CoreWeave’s business model — purpose-built around Nvidia GPU clusters and long-term enterprise contracts — has attracted major AI customers including Microsoft and OpenAI in addition to Meta. The company’s March 2025 IPO was the first major AI-infrastructure listing of that cycle, raising approximately $1.5 billion at a $40-per-share offer price.
Technical Details
The $21 billion contract spans approximately six years and covers ongoing supply of GPU-based compute capacity. CoreWeave’s infrastructure relies predominantly on Nvidia hardware; Nvidia itself is a strategic investor in CoreWeave. Long-term compute agreements of this structure typically involve committed capacity reservations in exchange for guaranteed revenue for the provider, with pricing locked against future Nvidia GPU generation cycles.

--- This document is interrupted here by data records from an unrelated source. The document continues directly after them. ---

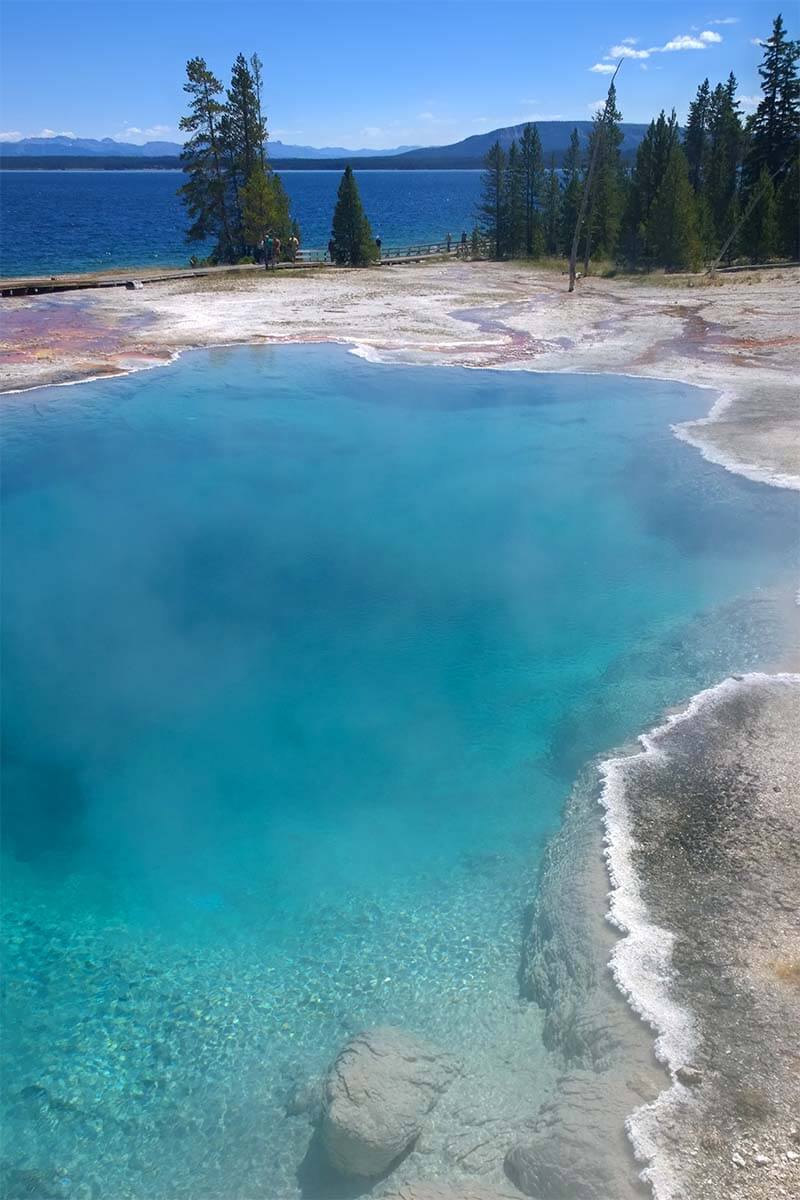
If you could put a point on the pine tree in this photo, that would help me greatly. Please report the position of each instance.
(257, 70)
(651, 161)
(530, 149)
(352, 235)
(671, 229)
(265, 208)
(492, 209)
(205, 192)
(696, 137)
(774, 133)
(722, 159)
(552, 215)
(242, 133)
(516, 203)
(775, 126)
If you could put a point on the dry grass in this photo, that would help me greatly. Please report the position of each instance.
(788, 971)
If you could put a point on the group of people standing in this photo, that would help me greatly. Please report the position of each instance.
(271, 246)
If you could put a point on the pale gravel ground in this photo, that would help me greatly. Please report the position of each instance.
(739, 335)
(717, 807)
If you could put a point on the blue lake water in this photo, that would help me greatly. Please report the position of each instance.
(301, 657)
(86, 220)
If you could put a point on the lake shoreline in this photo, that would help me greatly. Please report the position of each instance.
(737, 339)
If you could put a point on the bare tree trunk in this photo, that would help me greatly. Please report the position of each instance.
(587, 190)
(744, 216)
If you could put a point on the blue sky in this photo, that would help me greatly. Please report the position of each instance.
(368, 72)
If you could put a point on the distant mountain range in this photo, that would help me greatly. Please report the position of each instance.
(106, 148)
(554, 137)
(469, 153)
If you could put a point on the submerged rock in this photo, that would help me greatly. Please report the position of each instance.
(559, 1168)
(377, 1095)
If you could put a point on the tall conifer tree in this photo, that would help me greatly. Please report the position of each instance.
(775, 126)
(205, 192)
(352, 235)
(671, 229)
(530, 148)
(516, 203)
(492, 208)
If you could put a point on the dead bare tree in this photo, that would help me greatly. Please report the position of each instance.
(590, 173)
(756, 197)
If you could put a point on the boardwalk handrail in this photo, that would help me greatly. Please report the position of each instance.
(397, 253)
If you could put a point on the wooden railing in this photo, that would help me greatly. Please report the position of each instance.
(398, 253)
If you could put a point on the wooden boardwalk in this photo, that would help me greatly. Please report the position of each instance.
(131, 277)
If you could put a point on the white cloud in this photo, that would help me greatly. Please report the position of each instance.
(625, 51)
(138, 135)
(689, 42)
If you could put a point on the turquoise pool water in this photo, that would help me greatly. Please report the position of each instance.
(301, 657)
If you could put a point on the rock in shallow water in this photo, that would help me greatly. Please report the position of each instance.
(378, 1092)
(559, 1168)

The specific hardware configurations, Nvidia GPU generations, and workload types covered under the expanded Meta agreement were not disclosed in available reporting. Meta’s primary AI workloads include training and inference for its Llama open-source model family, ranking systems for Reels and Feed, and advertising personalization infrastructure.
Who’s Affected
Meta’s AI research and infrastructure teams gain multi-year capacity certainty for training large foundation models and running inference at scale. CoreWeave gains substantial long-term revenue visibility following its public listing, reducing reliance on shorter-term contracts. Competing hyperscalers — Amazon Web Services, Google Cloud, and Microsoft Azure — face continued pressure as major AI firms increasingly source GPU-intensive workloads from specialized providers rather than general-purpose cloud platforms.
Nvidia benefits indirectly: long-term GPU-cloud contracts of this size presuppose sustained demand for future Nvidia hardware generations, reinforcing the company’s order pipeline visibility.
What’s Next
CoreWeave and Meta have not publicly disclosed deployment timelines, specific GPU generations covered, or milestone provisions under the expanded agreement. Bloomberg’s reporting did not include commentary from either company on workload specifics or contract ramp schedules. Given the 2032 end date, the deal is expected to span at least two to three generations of Nvidia data center GPU hardware beyond the current Blackwell architecture.